Across the Tasman-they have their own climate change problems.....

Save farmers from Great Barrier Reef swindle

Recent media outbursts that the Great Barrier Reef faces catastrophic danger from climate change and ocean acidification are based on piggybacking a fraud on top of a fraud.

Queensland Premier Anna Bligh and Federal Environment minister Peter Garrett’s reef protection plan signed off on last week will force farmers off the land under the guise of protecting water quality for the reef under “climate stress”.

The Reef Water Quality Protection Plan 2009 targets to reduce agricultural run-off by a massive half and specifies that by 2013, 80 per cent of landholders in agricultural enterprises (sugarcane, horticulture, dairy, cotton and grains) will need to implement new soil, nutrient and chemical management practices and 50 per cent of landholders in the grazing sector must adopt new pasture and riparian management practices.

This will force farmers to jump through hoops and combined with the global financial crisis, many will simply go bankrupt. And this policy to reduce agricultural run-off in the catchment is all based on a false premise—that the reef is stressed from global warming and ocean acidification.

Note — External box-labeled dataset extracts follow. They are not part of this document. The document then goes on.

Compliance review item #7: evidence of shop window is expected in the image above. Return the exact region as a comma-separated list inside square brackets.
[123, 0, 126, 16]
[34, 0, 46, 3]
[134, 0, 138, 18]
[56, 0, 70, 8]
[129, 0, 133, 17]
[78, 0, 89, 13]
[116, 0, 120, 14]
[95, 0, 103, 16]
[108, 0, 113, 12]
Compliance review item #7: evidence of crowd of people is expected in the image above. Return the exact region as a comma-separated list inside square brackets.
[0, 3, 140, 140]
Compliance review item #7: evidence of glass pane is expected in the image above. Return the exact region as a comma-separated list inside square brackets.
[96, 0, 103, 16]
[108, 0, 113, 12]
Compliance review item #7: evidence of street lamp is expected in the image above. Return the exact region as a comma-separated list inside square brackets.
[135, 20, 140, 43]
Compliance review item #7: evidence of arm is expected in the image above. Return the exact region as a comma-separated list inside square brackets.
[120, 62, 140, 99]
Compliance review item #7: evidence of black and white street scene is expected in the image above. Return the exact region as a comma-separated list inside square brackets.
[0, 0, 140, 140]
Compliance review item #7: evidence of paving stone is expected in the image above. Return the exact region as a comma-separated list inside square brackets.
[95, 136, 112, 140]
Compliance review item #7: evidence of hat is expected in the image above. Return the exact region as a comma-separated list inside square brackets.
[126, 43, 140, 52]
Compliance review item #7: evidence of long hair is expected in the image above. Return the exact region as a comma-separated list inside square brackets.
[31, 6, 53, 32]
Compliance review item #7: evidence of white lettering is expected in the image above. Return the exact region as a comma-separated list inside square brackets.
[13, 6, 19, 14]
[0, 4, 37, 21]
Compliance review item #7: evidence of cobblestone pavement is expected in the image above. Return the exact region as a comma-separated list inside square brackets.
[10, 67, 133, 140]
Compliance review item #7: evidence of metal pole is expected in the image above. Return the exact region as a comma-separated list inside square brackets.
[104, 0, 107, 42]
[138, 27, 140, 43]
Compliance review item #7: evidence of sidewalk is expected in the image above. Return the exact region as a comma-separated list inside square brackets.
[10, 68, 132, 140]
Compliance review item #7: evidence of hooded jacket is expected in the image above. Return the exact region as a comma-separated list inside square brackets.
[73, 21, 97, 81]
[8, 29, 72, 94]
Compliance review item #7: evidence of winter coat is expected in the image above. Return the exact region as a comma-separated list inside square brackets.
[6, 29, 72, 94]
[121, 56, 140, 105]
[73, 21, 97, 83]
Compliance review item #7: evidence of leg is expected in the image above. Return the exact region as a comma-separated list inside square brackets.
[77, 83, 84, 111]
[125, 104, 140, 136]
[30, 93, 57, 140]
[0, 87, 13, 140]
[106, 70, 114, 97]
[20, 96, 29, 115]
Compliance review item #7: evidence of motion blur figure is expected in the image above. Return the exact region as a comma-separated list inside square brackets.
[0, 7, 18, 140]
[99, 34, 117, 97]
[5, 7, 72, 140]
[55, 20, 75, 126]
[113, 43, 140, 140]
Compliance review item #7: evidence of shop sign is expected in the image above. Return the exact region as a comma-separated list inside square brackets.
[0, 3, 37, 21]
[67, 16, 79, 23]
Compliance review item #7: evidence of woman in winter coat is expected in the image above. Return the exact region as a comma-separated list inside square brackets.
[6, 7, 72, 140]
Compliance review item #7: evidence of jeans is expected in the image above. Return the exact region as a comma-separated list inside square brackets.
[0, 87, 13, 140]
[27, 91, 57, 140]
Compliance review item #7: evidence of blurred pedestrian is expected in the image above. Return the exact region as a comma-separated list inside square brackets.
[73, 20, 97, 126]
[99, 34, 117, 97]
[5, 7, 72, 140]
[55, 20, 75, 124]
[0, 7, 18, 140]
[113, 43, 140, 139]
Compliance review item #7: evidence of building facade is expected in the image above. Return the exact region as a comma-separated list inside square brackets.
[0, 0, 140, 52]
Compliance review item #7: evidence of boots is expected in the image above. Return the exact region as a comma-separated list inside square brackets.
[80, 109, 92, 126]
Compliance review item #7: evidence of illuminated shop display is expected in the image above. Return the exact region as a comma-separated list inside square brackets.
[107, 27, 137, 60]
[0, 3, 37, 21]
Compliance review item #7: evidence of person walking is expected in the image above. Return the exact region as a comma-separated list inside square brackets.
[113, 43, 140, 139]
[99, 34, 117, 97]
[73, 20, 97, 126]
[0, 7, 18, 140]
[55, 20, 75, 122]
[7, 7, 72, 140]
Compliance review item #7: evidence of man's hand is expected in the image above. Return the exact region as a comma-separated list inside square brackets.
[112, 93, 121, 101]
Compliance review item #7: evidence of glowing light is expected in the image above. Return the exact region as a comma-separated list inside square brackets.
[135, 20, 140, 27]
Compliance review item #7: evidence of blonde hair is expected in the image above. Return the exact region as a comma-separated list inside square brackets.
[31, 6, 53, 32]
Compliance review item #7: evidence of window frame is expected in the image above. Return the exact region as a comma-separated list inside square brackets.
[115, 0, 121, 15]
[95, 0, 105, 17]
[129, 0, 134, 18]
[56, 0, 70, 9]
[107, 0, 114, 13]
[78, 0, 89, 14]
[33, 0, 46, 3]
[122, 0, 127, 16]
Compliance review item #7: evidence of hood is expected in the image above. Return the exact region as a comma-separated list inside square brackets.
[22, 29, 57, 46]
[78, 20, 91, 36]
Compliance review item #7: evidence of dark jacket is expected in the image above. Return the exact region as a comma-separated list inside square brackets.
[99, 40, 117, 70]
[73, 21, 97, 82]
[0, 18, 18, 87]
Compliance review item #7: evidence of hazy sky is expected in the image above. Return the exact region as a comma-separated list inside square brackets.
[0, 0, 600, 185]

This is a fraud and scientists know it.

This “Protection Plan” follows the release of the Great Barrier Reef Outlook Report 2009, a report by the Australian Government’s Great Barrier Reef Marine Park Authority—a report claiming “the overall outlook for the Great Barrier Reef is poor and catastrophic damage to the ecosystem may not be averted.” Paradoxically, the report also states that the Great Barrier Reef “remains one of the most healthy coral reef ecosystems.”

The report is chock-full with pseudoscientific mumbo jumbo, even claiming that ocean acidification is likely to be the most significant climate factor affecting the Great Barrier Reef ecosystem.

With a pH of about 8.2, ocean water is not acidic at all, but slightly alkaline, yet most mainstream media insist on scary stories of ocean acidification—an absolute impossibility, even if we burnt our entire coal reserves. In fact, corals can grow quite well in aquariums containing water of very high dissolved CO2 concentration—corals often thrive in such water.

Dr Peter Ridd a Marine Physics specialist from James Cook University has made the following assessment:

“Corals have survived 300 million years of massively varying climate both much warmer and much cooler than today, far higher CO2 levels than we see today, and enormous sea level changes. Corals saw the dinosaurs come and go, and cruised through mass extinction events that left so many other organisms as no more than a part of the fossil record.

“Corals are particularly well adapted to temperature changes and in general, the warmer the better. It seems odd that coral scientists are worrying about global warming because this is one group of organisms that like it hot.”